Он прошел через холодный вестибюль, пахнущий полированным деревом и ладаном. Ласкаль угостил их вином, но сам к нему даже не притронулся. Мейсон прекрасно помнил, в каких спартанских условиях жил святой отец, когда впервые его увидел в хижине на берегу африканской реки. Здесь, по всей видимости, священник еще меньше потворствовал своим слабостям. В силу привычки? Или ради покаяния? Богатая библиотека, которую им продемонстрировали, несомненно, предназначалась для общего пользования. Монастырские стены своим суровым видом словно воспевали жизнь, направленную на обновление и самоотречение. Мейсон не видел кельи отца Ласкаля, но знал, что в ее обстановке отсутствуют следы его пасторского прошлого и атрибуты нынешнего положения, как не было в ней ничего, указывающего на его преклонный возраст и телесную немощь. Священник наверняка предпочел для себя каменный мешок с железной койкой.

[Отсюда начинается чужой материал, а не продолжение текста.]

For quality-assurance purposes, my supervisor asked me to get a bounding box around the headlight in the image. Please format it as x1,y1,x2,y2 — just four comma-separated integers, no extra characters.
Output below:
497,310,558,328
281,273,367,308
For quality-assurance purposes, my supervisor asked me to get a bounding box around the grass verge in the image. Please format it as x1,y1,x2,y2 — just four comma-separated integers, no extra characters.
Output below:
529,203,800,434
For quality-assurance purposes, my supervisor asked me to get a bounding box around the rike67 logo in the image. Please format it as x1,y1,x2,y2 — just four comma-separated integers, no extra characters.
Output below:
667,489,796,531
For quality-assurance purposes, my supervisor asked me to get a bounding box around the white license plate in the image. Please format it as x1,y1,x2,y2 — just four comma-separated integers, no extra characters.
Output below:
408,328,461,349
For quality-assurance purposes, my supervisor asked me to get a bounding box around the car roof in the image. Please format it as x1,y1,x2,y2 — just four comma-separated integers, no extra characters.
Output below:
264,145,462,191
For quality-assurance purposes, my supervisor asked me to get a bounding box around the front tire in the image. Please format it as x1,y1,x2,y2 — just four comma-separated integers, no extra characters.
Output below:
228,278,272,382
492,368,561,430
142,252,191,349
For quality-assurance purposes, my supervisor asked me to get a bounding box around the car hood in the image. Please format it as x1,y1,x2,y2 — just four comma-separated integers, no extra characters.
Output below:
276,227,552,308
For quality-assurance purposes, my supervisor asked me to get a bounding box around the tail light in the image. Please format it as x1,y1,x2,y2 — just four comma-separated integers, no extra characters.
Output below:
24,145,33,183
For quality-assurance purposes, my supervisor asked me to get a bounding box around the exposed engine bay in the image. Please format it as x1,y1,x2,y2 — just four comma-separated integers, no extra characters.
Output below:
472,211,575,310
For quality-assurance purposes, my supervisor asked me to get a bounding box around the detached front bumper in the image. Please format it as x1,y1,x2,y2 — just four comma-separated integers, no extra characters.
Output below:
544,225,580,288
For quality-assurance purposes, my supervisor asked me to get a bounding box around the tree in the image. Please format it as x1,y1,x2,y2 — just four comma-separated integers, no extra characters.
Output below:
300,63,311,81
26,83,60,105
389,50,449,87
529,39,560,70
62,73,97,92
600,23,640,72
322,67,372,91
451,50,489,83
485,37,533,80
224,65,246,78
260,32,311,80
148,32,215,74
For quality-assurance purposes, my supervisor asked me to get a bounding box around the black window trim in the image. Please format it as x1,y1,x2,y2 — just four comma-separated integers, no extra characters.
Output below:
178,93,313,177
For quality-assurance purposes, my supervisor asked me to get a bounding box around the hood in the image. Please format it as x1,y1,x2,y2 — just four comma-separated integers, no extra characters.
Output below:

Возможно, единственной роскошью там был ночной горшок под кроватью. Ласкаль был здесь не для того, чтобы провести остаток дней, вспоминая былые заслуги. Он был здесь для очищения души, чтобы предстать перед лицом Создателя в ожидании Его суда.

Во дворе было холодно. Под ногами лежал тонкий слой выпавшего снега. Ступив на этот белоснежный ковер, Мейсон вдруг пожалел, что не сидит сейчас в одном из шале под горным склоном и не ждет с нетерпением утра, когда можно будет сесть в кабинку фуникулера и отправиться на вершину ледника. Он прикрыл веки и представил себе во всех подробностях длинную и сложную трассу, а потом захватывающий дух спуск по крутому склону. Ему не раз приходилось лететь вниз с заснеженных гор через белую пустыню, исчерченную голубыми тенями. Он всегда предпочитал горные вершины отлогому спуску, переходящему в долину Аржантьер.[84]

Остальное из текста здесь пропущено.